Auch Deutschlands rein inländische Ausgaben könnten weitreichende kontinentale Auswirkungen haben. Sie werden nicht mehr ein Hemmschuh für die aggregierte Nachfrage der Eurozone sein. Ihr Strukturwandel könnte dazu beitragen, die Exportüberschüsse der EU auf Investitionen im Inland umzulenken.

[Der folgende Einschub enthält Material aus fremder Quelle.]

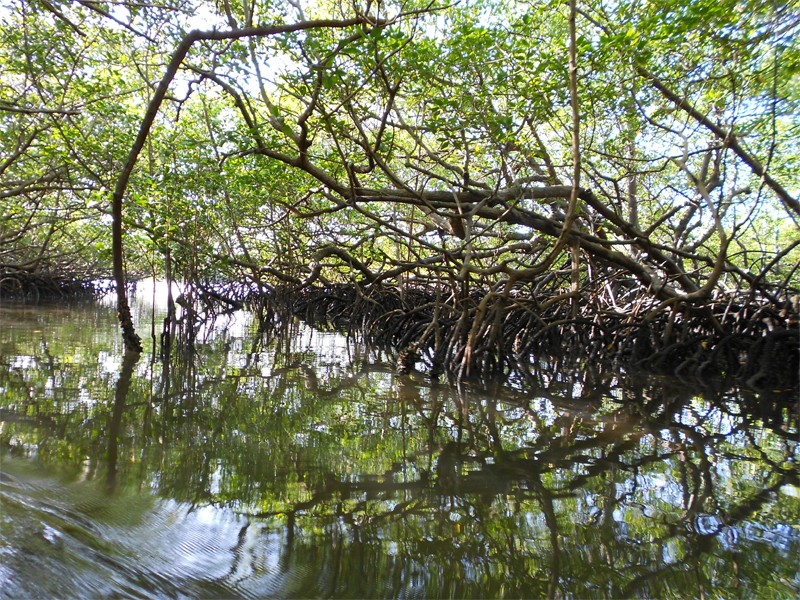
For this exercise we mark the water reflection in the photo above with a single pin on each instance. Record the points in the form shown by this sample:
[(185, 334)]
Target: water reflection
[(301, 466)]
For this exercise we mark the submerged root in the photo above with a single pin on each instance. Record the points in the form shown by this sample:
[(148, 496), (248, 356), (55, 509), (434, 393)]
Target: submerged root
[(508, 336)]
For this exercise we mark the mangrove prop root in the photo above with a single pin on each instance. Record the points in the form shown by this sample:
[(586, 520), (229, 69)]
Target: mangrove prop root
[(719, 341)]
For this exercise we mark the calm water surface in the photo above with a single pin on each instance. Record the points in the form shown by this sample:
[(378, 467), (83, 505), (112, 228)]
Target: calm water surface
[(305, 467)]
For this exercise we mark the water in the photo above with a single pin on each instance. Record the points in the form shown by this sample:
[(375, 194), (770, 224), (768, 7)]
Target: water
[(305, 467)]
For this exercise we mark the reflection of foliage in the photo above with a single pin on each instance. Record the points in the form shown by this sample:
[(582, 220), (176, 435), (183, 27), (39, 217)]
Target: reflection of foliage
[(589, 485)]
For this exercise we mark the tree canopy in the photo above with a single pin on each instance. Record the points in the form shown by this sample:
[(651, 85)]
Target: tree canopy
[(564, 162)]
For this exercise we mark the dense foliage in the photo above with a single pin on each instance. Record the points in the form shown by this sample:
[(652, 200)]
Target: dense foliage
[(597, 159)]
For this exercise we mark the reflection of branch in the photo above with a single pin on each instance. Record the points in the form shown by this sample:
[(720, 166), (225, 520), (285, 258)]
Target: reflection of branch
[(120, 402)]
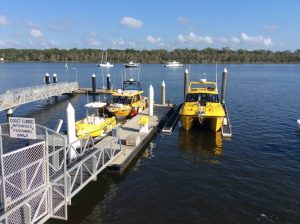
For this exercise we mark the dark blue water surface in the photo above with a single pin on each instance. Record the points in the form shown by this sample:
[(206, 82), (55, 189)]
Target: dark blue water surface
[(195, 176)]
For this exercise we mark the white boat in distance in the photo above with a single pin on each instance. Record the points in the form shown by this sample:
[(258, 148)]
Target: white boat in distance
[(131, 64), (173, 64), (105, 64)]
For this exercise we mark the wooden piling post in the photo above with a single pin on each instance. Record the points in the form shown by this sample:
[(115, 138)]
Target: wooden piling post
[(224, 83), (163, 93), (186, 82)]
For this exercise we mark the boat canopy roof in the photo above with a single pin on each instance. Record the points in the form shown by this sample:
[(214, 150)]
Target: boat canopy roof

Aufgrund des enormen Gewichts von Deutschlands Anteil an den europäischen Ausgaben hat es eine übergroße Chance, den bevorstehenden Verteidigungsinvestitionsschub zu formen und die Beschaffungseffizienz und militärische Effektivität zu verbessern. Es könnte zum Beispiel andere Länder einladen, sich seinen Bestellungen für teures Material anzuschließen und so Skaleneffekte für alle freizusetzen. Es könnte dazu beitragen, die politisch heikle, aber finanziell und militärisch notwendige Vereinheitlichung von Standards, Spezifikationen und technischer Interoperabilität voranzutreiben. Sowohl wörtlich als auch metaphorisch kann Berlin Europa mehr für den Euro bekommen lassen – oder für den Euro.